Une note anachronique

Voici le texte écrit en marge de l’acte de baptême de Léonore JACQUEL (née le 10 février mille sept cent nonante et un, à neuf heures du soir à Rothau, fille de Jean Nicolas JACQUEL cabaretier et Marguerite BOHY) :
« devenue femme Kayser était allée à Leipzig demandée par une famille de Strasbourg amie de Dietrich demandeuse une jeune fille pour parler français – là-bas demandée par une autre famille amie, habitant Leipzig – cédée à regret – pendant les guerres de Napoléon ramenée après 11 mois – parlait bien allemand, très belle – mariée à un homme qu’elle n’aimait pas – malheureuse – un frère de sa dame l’aimait et lui a écrit de belles lettres cependant il n’en était un brave homme honnête – ancien soldat – tailleur 7 enfants. »
Evidemment, cette annotation n’a pu se faire qu’après la naissance des sept enfants de Léonore mariée à Jean jacques Kayser, tailleur. Voici sa descendance.

Le dernier enfant est né en 1834, le pasteur Chrétien BRION était déjà décédé, en 1817 à Strasbourg. Il avait d’ailleurs quitté le ministère de Rothau pour Gries. Il fut aussi pasteur à Barr. Qui a pu avoir l’autorité d’écrire cette note dans un registre officiel ? La personne qui a révélé la vie de Léonore devait avoir suffisamment d’importance, de pouvoir pour écrire de sa main ou faire écrire de tels propos. On touche à l’intime d’une personne et seule la famille proche pouvait à mon avis connaitre ces faits.

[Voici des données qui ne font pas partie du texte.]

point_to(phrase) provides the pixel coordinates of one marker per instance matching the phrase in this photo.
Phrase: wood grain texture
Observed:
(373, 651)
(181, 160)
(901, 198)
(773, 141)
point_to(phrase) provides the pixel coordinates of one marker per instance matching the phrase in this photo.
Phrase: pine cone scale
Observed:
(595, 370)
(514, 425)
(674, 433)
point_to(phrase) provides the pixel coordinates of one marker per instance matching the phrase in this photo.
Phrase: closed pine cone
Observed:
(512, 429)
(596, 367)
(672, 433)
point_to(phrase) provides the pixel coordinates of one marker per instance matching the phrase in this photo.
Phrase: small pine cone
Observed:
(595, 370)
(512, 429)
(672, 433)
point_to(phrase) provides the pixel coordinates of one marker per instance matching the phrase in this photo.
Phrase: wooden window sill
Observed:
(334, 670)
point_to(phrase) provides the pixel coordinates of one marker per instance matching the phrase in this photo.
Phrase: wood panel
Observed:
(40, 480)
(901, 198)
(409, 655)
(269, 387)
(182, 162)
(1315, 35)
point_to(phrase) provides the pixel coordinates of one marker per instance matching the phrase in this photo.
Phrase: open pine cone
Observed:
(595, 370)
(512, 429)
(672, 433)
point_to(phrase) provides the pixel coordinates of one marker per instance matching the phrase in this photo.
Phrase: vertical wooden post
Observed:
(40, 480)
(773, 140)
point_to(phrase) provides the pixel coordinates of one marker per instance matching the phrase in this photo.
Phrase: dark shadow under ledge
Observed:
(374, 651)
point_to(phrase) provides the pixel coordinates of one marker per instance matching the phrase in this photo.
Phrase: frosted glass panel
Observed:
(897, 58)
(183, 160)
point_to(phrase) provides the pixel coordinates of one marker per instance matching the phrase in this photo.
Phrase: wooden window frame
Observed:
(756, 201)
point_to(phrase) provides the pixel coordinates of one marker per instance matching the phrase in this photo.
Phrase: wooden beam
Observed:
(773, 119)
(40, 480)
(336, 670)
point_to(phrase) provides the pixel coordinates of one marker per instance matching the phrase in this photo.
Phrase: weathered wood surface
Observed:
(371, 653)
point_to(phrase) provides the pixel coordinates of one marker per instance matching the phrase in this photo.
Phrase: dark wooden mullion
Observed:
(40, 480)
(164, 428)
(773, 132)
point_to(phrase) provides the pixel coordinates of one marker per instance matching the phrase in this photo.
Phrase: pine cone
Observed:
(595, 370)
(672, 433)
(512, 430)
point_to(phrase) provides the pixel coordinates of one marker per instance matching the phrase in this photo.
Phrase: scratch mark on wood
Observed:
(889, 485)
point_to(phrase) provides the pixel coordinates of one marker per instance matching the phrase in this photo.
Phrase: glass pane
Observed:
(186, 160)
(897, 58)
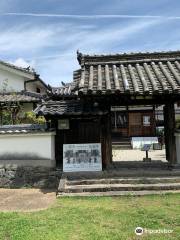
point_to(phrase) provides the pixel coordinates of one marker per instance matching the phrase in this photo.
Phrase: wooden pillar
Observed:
(106, 142)
(169, 130)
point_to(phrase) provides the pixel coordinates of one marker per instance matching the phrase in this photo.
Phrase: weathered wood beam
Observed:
(133, 77)
(153, 81)
(91, 75)
(82, 80)
(124, 77)
(99, 79)
(169, 121)
(168, 77)
(143, 80)
(116, 80)
(107, 78)
(163, 83)
(175, 74)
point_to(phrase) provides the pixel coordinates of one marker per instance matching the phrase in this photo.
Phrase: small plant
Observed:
(30, 117)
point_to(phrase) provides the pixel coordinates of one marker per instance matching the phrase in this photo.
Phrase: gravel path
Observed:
(138, 155)
(26, 200)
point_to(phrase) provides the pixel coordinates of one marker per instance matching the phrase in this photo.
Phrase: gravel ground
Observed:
(138, 155)
(26, 200)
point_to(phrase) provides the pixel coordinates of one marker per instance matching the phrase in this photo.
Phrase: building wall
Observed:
(32, 87)
(31, 149)
(14, 82)
(177, 135)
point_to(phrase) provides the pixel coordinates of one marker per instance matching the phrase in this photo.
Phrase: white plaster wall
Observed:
(14, 82)
(138, 142)
(177, 135)
(27, 107)
(32, 87)
(40, 144)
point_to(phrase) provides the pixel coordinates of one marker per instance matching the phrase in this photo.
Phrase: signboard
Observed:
(82, 157)
(63, 124)
(146, 147)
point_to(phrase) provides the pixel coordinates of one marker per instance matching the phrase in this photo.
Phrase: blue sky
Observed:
(46, 34)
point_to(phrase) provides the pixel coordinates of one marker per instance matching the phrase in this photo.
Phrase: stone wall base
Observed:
(12, 176)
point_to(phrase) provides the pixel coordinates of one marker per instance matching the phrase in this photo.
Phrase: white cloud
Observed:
(53, 46)
(20, 62)
(92, 16)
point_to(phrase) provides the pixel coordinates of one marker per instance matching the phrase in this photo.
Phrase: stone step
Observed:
(140, 180)
(122, 147)
(121, 187)
(121, 143)
(117, 193)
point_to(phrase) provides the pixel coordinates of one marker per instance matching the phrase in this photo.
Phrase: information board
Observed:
(82, 157)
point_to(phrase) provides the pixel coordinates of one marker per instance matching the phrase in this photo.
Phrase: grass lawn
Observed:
(96, 218)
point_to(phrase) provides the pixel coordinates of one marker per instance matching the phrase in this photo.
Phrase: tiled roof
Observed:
(22, 128)
(20, 97)
(135, 73)
(25, 70)
(69, 107)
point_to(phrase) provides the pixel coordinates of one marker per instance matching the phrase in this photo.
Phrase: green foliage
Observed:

La piste la plus évidente me semble l’ascension sociale d’un frère de Léonore puisqu’il s’agit de Jean Frédéric JACQUEL, fondateur de la dynastie d’industriels qui s’établirent à Natzwiller et la Haute-Goutte, commune de Neuviller-la-Roche. Le mystère de l’auteur ou de l’instigateur reste pour l’instant entier.
Là où cette note prend de l’ampleur, du relief à mes yeux : Cette histoire est celle d’une belle jeune femme qui ne peut vivre l’amour qui vient frapper à sa porte et qui reçoit de nombreuses lettres de son amoureux. Son acte de baptême a été signé du pasteur de Rothau en 1791, Chrétien BRION.
BRION ? Ce nom ne sonne-t-il pas à l’oreille pour l’éternité ? Eh oui, il s’agit du frère de Frédérique BRION qui fut courtisée par le jeune Goethe venu faire ses études à Strasbourg. Le poète a évoqué son amour de jeunesse dans Aus meinem Leben Dichtung und Wahrheit (amour et vérité). Frédérique BRION a inspiré le personnage de Gretchen dans Faust.
Goethe s’en est retourné chez lui. Frédérique éplorée ne s’est, elle jamais remise de cet abandon et ne s’est jamais mariée. Elle a vécu un temps à Rothau auprès de son frère puis elle a terminé sa vie chez sa sœur dans le Bade-Wurtemberg.
L’auteur de l’annotation avait-il en tête l’étrange rapprochement entre le destin malheureux de Léonore et de Frédérique ? On ne le saura jamais.